Although Madeline is also an intriguing character, I found my self more interested in Mitchell and his spiritual journey. During his undergrad, Mitchell takes a course on Eastern Religion, leading his professor to encourage him to further his education with an advance degree in theology.  Mitchell also becomes personally interested in faith leading him to frequently recite the Jesus prayer and sneak off to church.

The majority of Mitchell’s religious experiences are as disappointing as most of his encounters with Madeline.  Mitchell is exceedingly good at being devoted to the external measures of faith he seeks to help the least of these, he attends many churches, and he even prays.  However, in all of Mitchell’s spiritual disciplines he does not feel close to God.  He does not hear from Jesus while cleaning the wounds of the dying in Calcutta.  Mitchell does not feel God as he prays for the gift of tongues on a mountain in Athens.  Mitchell does not sense the whisper of the Holy Spirit as he sits in church with the  Quakers.  Mitchell began his religious journey in the classroom and while the ideas of religion intrigue him, they never seem to seep into his heart.

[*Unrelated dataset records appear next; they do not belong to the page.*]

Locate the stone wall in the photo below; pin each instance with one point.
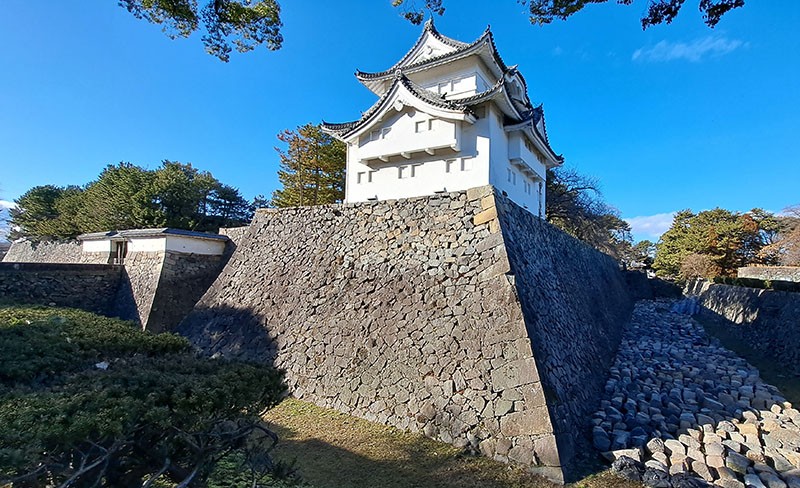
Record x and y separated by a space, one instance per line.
408 313
771 273
575 301
89 287
44 252
183 279
235 234
156 289
137 291
766 319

I was able to hear Eudenides do a reading of The Marriage Plot, during the question time I had a friend who was closer to the stage ask why Eugenides was so interested in Religion, when this was never a major theme in his other novels.  Eudenides replied that he was interested in religion, or synonymously perusing the truth, because it is a traditional novelistic theme, which he finds particularly compelling in Tolstoy.  For Eudenides religion is not frequently a theme in modern literature, because he feels that people have forgotten about religion as an important part of human life.  Eugenidies also mentions that religion worked well in the novel especially because of Mitchell’s character.  According to Eugenidies Mitchell’s interest in religion revolves around wanting to be removed from his body because he cannot get Madeline’s.  Perhaps this is why Mitchell’s religious experiences have an emptiness to them, particularly as robust Christianity equally includes the soul and the body.

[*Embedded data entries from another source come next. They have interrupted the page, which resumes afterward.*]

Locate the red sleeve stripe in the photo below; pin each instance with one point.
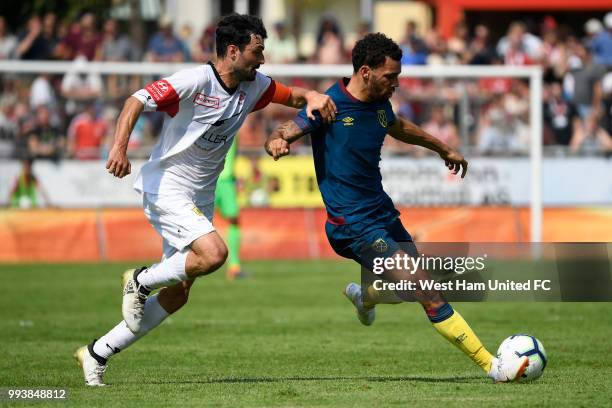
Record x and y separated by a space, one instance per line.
266 98
165 96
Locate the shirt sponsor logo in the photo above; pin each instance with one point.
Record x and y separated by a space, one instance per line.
208 101
348 121
382 117
161 91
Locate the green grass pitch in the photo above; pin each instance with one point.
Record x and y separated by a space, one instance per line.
286 337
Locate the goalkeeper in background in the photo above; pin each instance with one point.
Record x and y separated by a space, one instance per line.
226 201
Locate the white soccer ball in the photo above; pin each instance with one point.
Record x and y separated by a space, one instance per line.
526 345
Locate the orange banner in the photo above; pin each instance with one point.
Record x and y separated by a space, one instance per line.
121 235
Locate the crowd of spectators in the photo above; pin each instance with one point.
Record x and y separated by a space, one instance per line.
73 115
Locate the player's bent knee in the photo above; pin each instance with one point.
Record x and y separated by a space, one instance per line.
217 257
176 296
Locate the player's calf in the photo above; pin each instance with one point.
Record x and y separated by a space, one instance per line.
208 253
176 296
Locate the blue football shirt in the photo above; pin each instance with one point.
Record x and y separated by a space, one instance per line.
347 156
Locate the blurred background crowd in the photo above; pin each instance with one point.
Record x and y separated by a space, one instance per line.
72 115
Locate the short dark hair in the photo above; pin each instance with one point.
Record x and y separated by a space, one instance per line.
236 29
372 50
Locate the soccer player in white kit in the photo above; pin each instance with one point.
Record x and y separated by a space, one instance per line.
206 107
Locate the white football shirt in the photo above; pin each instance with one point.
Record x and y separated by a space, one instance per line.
204 117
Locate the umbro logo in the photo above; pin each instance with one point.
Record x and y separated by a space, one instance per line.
348 121
113 349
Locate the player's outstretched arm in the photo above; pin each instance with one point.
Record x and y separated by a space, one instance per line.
410 133
277 144
313 101
118 164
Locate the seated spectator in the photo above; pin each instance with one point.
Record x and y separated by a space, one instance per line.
204 49
590 138
86 135
560 116
8 42
26 191
601 44
281 47
45 140
165 46
83 39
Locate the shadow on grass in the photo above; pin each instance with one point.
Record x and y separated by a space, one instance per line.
239 380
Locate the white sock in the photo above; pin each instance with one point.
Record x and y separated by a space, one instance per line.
168 272
120 337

The Marriage Plot is a painfully accurate view of what college and post-college is like for many, at least in emotionality if not in activity.  Throughout  the majority of the novel the characters are either preoccupied with graduation or their potential future careers, their love lives or whatever book they happen to be enraptured by.  As someone who is also fairly recently out of college I cannot say that this was a good, fun or even interesting read.  However, The Marriage Plot is extremely engaging.  The questions and anxieties of Mitchell and Madeline are also my questions and anxieties.  Will I find love?  Should I spend my life being an academic theologian? Can I find a career that stimulates my academic interests and my bank account?  Can I even find a job?

The story lines contained in The Marriage Plot are painful because they are not only the story lines of fictional characters but also my peers: an early marriage that ends in divorce, the inability to finish school due to mental illness, searching for God at the ends of the earth instead of in the stillness of your own being, as well as long successions of increasingly bad choices in both love and life.  Like all Eugenides’ novels The Marriage Plot is a good mix of the tragedy, strangeness and pleasure found in life and is more than willing to plunge the reader into a world he or she hoped to forget–the painful last stage of growing up.

1 Comments

  1. Sverige

    I found it hard to put this book down, finishing it in two days, just like Middlesex. However, in not having attended an Ivy League institution or having majored in English or religious studies, some of his college and literary references were a bit obscure for me. That’s my problem, not his, I suppose. I also got the feeling that the beginning and middle of the book were fairly detailed, but the ending seems like it was completed with a publisher’s deadline in mind.